Digression: a papillote is a wrapped sweet with a joke or riddle inside: French shops are full of them just before Christmas. A pétard is a firecracker. It took British ingenuity to combine the two. You can read all about it here.

Delivery is rapid, and every parcel contains a message: ‘This parcel was carefully packed by (Mandy)’. In all my years with BCS I have never had a breakage, and I recycle the packaging; I iron the brown paper, save the bubble wrap and bless British Corner Shop.

Porlocks

From Wikipedia:

The person from Porlock was an unwelcome visitor to Samuel Taylor Coleridge during his composition of the poem Kubla Khan in 1797. Coleridge claimed to have perceived the entire course of the poem in a dream (possibly an opium-induced haze), but was interrupted by this visitor from Porlock while in the process of writing it. Kubla Khan, only 54 lines long, was never completed. Thus "person from Porlock", "man from Porlock", or just "Porlock" are literary allusions to unwanted intruders who disrupt inspired creativity.

We get several Porlocks every day, often at mealtimes. The record is nine telephone calls in a single day, offering to insulate our house for 1 euro. Another old favourite is the call announcing a discrepancy in our health insurance. Only one medium has tried it on; I am astonished that her amazing prescience did not warn her that I was a lost cause…

There are worse things than unwanted telephone calls. John and I, mindful that the callers are only doing their job, are courteous in our response. I favour ‘French is not my mother tongue. Please speak slowly and clearly’, which usually puts them off. To callers asking his age (some ‘special offers’ are age-related) John, who has spent a lot of time in Belgium, replies ‘J’ai septante-six ans’.

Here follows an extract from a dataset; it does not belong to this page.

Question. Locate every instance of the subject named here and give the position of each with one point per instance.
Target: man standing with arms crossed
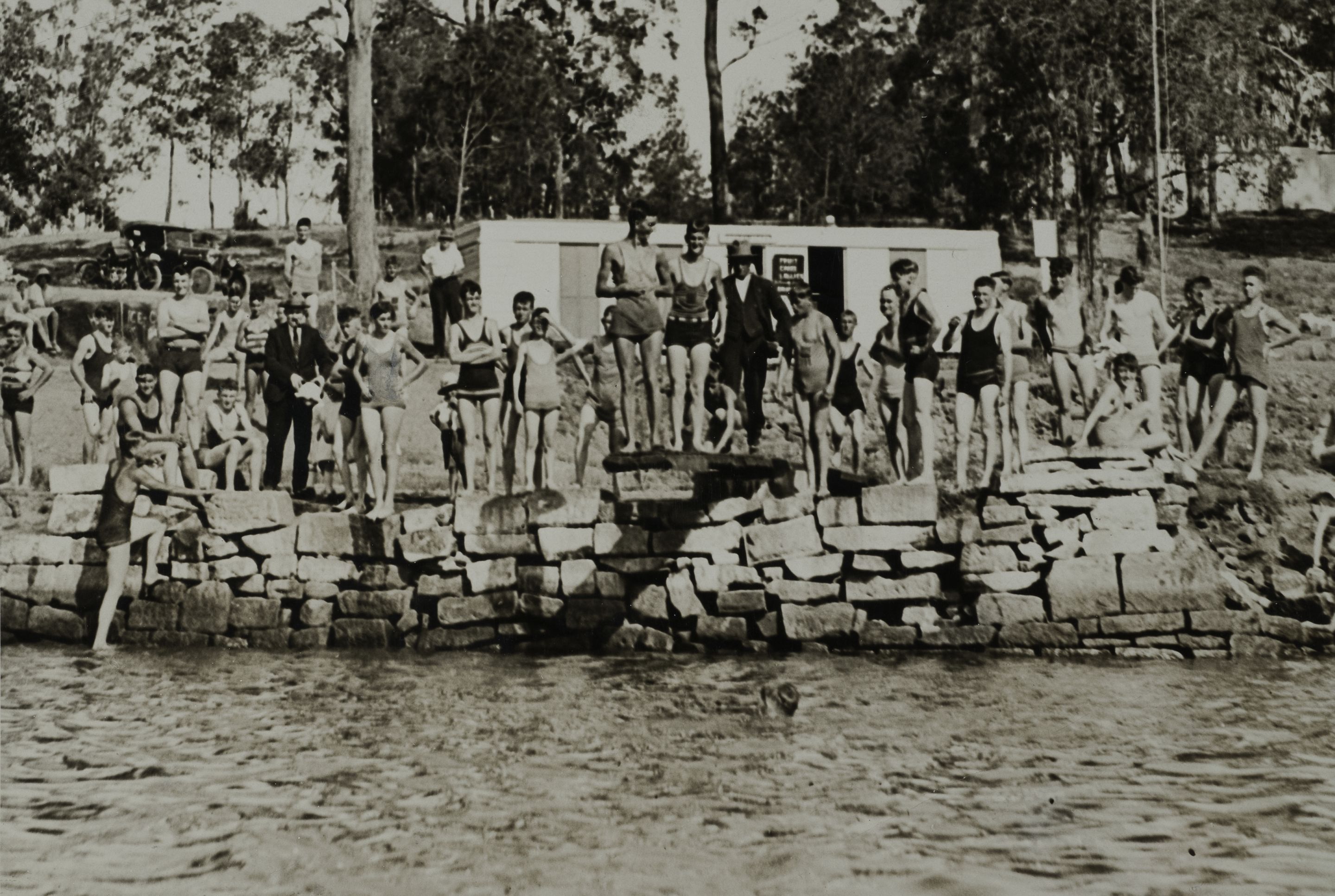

Wikipedia is not always academically respectable, but their explanation of the reason why Kubla Khan was not completed is worth reading, especially In Other Literature at the end, which mentions Douglas Adams, Adrian Mole, Vladimir Nabokov Stevie Smith, Sir Arthur Conan Doyle and many others. Click on each name and read all about them, and do not be surprised if your soup boils dry.

Rosemary Border Rabson

In 2005 Rosemary Border Rabson and husband John Rabson emigrated to the Morvan in rural Burgundy, where few other Brits have ventured. Their chief preoccupation is Charity Cottage, a holiday home-from-home in their garden at Maré le Bas which they run in aid of Combat Stress (money donations) and Help for Heroes (free accommodation). Since 2012, when Charity Cottage won the Daily Telegraph’s Best British Charity award, the total amount raised for Combat Stress, comprising UK royalties and donations from visitors to Charity Cottage, is nudging £10,000.